II. Die Anträge des Klägers sind begründet. Dem Kläger steht nach §§ 611, 614 BGB in Verbindung mit seinem Arbeitsvertrag für den Monat Juli 1989 der Betrag von 69,61 DM brutto als Vergütung zu. Hierbei handelt es sich um die Differenz zwischen der ihm gewährten übertariflichen Zulage von 2,46 DM und der von ihm beanspruchten übertariflichen Zulage von 2,88 DM. Er hat auch über den 1. August 1989 hinaus einen Anspruch auf eine übertarifliche Zulage in dieser Höhe.

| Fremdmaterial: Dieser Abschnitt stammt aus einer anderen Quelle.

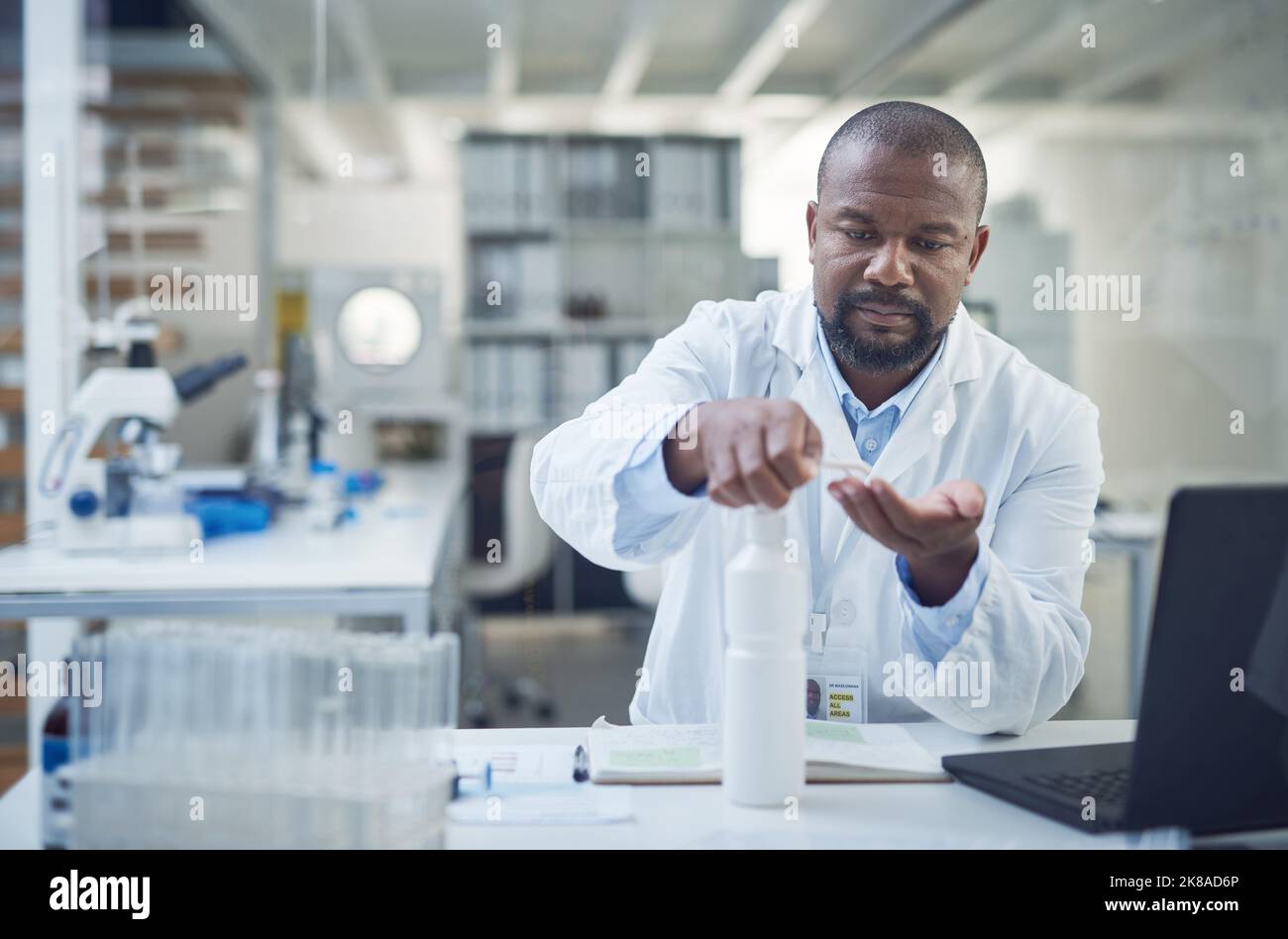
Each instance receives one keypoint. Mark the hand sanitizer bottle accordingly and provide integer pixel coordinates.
(767, 599)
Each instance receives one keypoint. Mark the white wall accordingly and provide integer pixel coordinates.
(1138, 189)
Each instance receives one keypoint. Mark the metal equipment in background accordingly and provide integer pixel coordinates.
(128, 500)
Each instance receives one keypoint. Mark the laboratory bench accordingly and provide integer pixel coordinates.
(922, 814)
(402, 557)
(382, 563)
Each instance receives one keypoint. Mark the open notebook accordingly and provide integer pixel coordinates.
(692, 754)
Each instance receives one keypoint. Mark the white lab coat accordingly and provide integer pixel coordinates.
(986, 414)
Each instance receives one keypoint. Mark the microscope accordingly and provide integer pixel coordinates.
(125, 501)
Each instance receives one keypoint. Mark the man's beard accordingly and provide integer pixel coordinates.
(874, 356)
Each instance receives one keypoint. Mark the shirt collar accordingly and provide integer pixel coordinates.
(900, 401)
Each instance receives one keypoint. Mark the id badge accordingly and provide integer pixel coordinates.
(836, 685)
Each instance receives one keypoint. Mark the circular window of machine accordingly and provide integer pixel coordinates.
(378, 329)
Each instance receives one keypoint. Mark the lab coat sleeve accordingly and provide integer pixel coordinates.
(938, 629)
(647, 501)
(1025, 646)
(576, 468)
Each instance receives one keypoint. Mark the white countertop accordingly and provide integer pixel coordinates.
(829, 815)
(393, 544)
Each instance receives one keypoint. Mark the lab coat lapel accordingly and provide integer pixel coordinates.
(932, 412)
(816, 395)
(930, 416)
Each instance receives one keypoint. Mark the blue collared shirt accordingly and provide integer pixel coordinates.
(647, 501)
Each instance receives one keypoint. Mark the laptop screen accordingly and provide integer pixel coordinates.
(1212, 741)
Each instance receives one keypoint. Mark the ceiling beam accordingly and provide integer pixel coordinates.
(353, 27)
(875, 72)
(1155, 55)
(244, 42)
(634, 52)
(769, 50)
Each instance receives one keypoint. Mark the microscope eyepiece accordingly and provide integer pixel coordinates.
(200, 378)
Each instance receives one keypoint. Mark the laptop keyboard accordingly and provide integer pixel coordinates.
(1107, 784)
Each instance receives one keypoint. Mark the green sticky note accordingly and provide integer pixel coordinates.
(841, 733)
(658, 758)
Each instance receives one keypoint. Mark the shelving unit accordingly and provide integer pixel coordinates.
(583, 250)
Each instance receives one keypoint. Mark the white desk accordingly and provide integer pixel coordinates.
(832, 815)
(406, 547)
(380, 565)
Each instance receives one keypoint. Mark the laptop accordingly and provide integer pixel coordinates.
(1207, 756)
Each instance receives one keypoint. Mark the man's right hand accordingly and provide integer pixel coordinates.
(750, 451)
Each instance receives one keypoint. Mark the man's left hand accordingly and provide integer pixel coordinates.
(934, 532)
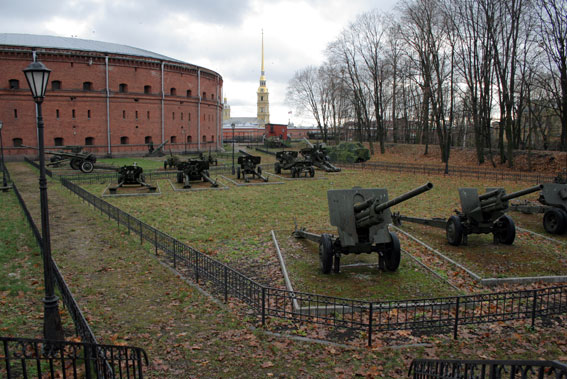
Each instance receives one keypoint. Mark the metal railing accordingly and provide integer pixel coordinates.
(453, 171)
(82, 327)
(37, 358)
(439, 314)
(493, 369)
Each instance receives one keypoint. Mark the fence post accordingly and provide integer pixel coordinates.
(225, 284)
(534, 304)
(370, 316)
(263, 306)
(456, 318)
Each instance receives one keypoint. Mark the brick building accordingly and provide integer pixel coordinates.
(111, 98)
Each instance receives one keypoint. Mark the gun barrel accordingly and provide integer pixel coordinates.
(523, 192)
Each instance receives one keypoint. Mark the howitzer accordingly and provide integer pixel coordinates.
(78, 158)
(249, 166)
(131, 175)
(317, 154)
(287, 160)
(361, 216)
(193, 170)
(480, 214)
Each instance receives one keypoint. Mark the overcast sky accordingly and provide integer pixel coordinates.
(222, 35)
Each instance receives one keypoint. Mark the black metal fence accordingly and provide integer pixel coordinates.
(439, 314)
(82, 327)
(453, 171)
(37, 358)
(493, 369)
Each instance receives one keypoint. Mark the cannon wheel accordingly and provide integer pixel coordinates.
(555, 221)
(326, 253)
(393, 257)
(75, 163)
(454, 231)
(505, 230)
(87, 167)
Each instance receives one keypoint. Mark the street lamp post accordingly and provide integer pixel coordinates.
(4, 180)
(233, 125)
(37, 76)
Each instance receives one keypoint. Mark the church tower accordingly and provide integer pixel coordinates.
(263, 102)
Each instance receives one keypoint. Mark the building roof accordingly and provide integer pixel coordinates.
(66, 43)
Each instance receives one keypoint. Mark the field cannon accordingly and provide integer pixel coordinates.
(317, 154)
(288, 160)
(361, 216)
(480, 214)
(194, 170)
(131, 175)
(249, 166)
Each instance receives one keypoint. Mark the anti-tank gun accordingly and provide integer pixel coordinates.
(288, 160)
(361, 216)
(249, 167)
(131, 175)
(194, 170)
(480, 214)
(318, 155)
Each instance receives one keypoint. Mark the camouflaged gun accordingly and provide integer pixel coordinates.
(361, 216)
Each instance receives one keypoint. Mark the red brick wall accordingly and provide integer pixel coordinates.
(74, 68)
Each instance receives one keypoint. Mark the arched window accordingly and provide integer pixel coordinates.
(14, 84)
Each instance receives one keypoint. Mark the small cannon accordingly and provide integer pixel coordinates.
(481, 214)
(249, 166)
(193, 170)
(317, 154)
(130, 175)
(287, 160)
(361, 217)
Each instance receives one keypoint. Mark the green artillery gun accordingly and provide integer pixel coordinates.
(194, 170)
(131, 175)
(553, 199)
(287, 160)
(481, 214)
(249, 166)
(78, 158)
(318, 155)
(362, 216)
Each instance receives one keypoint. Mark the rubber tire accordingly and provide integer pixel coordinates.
(87, 167)
(75, 163)
(393, 257)
(507, 235)
(454, 230)
(326, 254)
(555, 221)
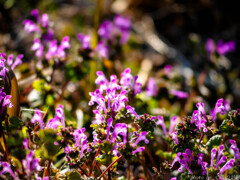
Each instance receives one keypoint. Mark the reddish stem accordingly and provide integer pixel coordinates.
(94, 162)
(47, 171)
(6, 147)
(110, 166)
(84, 172)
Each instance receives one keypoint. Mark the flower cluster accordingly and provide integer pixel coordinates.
(40, 25)
(111, 99)
(221, 47)
(30, 166)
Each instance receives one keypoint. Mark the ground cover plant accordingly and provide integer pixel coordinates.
(87, 110)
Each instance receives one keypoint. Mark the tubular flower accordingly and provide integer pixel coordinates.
(116, 32)
(220, 159)
(38, 118)
(152, 88)
(187, 160)
(55, 121)
(160, 121)
(179, 94)
(235, 149)
(126, 82)
(120, 129)
(219, 107)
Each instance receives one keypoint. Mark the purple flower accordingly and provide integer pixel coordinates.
(131, 111)
(167, 69)
(31, 164)
(123, 23)
(126, 78)
(210, 46)
(202, 163)
(160, 121)
(6, 102)
(174, 137)
(81, 140)
(35, 14)
(176, 159)
(53, 123)
(179, 94)
(116, 32)
(38, 118)
(48, 36)
(220, 159)
(199, 117)
(120, 129)
(105, 29)
(60, 114)
(25, 143)
(102, 50)
(2, 94)
(218, 108)
(187, 159)
(84, 40)
(234, 148)
(109, 125)
(55, 51)
(228, 165)
(30, 26)
(141, 137)
(151, 89)
(3, 72)
(126, 81)
(223, 48)
(38, 47)
(10, 61)
(140, 149)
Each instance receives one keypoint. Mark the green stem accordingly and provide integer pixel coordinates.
(104, 172)
(96, 23)
(47, 171)
(94, 162)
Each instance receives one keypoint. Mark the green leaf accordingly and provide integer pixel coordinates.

Die Anrechnung der Beklagten der zum Ausgleich für die Arbeitszeitverkürzung ab 1. Juli 1989 vereinbarten Tariflohnerhöhung um 2,7 % auf die ihm bis dahin gewährte übertarifliche Zulage von 2,88 DM ist unwirksam.
1. Mit Recht hat das Landesarbeitsgericht angenommen, der Kläger habe keinen vertraglichen Anspruch auf Fortzahlung der Zulage in der bisherigen Höhe ab 1. Juli 1989. Nach ständiger Rechtsprechung des Bundesarbeitsgerichts kann der Arbeitgeber übertarifliche Zulagen im Falle einer Tariflohnerhöhung grundsätzlich auf den Tariflohn anrechnen, es sei denn, dem Arbeitnehmer würde aufgrund einer vertraglichen Abrede die Zulage als selbständiger und beständiger Lohnbestandteil neben dem jeweiligen Tariflohn zustehen (BAG Urteil vom 8. Dezember 1982 - 4 AZR 481/80 - AP Nr. 15 zu § 4 TVG Übertariflicher Lohn und Tariflohnerhöhung; Urteil vom 3. Juni 1987, BAGE 55, 322, 325 = AP Nr. 58 zu § 1 TVG Tarifverträge: Metallindustrie, m.w.N.). Hierbei kann sich eine stillschweigende Vereinbarung der Zulage zum jeweiligen Tariflohn auch aus einer betrieblichen Übung, den besonderen Umständen bei den Vertragsverhandlungen oder dem Zweck der Zulage ergeben, z.B. bei einer Leistungszulage (vgl. BAGE 18, 22 = AP Nr. 1 zu § 4 TVG Tariflohn und Leistungsprämie). Mangels gegenteiliger vertraglicher Vereinbarung verringert sich der übertarifliche Lohn um den Betrag der Tariflohnerhöhung (BAGE 38, 118 = AP Nr. 47 zu § 242 BGB Gleichbehandlung). Daher kann in der tatsächlichen Zahlung einer übertariflichen Zulage allein noch nicht die vertragliche Abrede erblickt werden, die Zulage solle auch nach einer Tariflohnerhöhung als selbständiger Lohnbestandteil neben dem künftigen Tariflohn gezahlt werden, es sei denn, dies ergäbe sich aus dem Zweck der Zulage. Diese Grundsätze gelten nach der Rechtsprechung selbst dann, wenn die übertarifliche Zulage über einen längeren Zeitraum vorbehaltslos zum Tariflohn gezahlt und bisher niemals mit Tariflohnerhöhungen verrechnet wurde (BAG Urteil vom 8. Dezember 1982, aaO).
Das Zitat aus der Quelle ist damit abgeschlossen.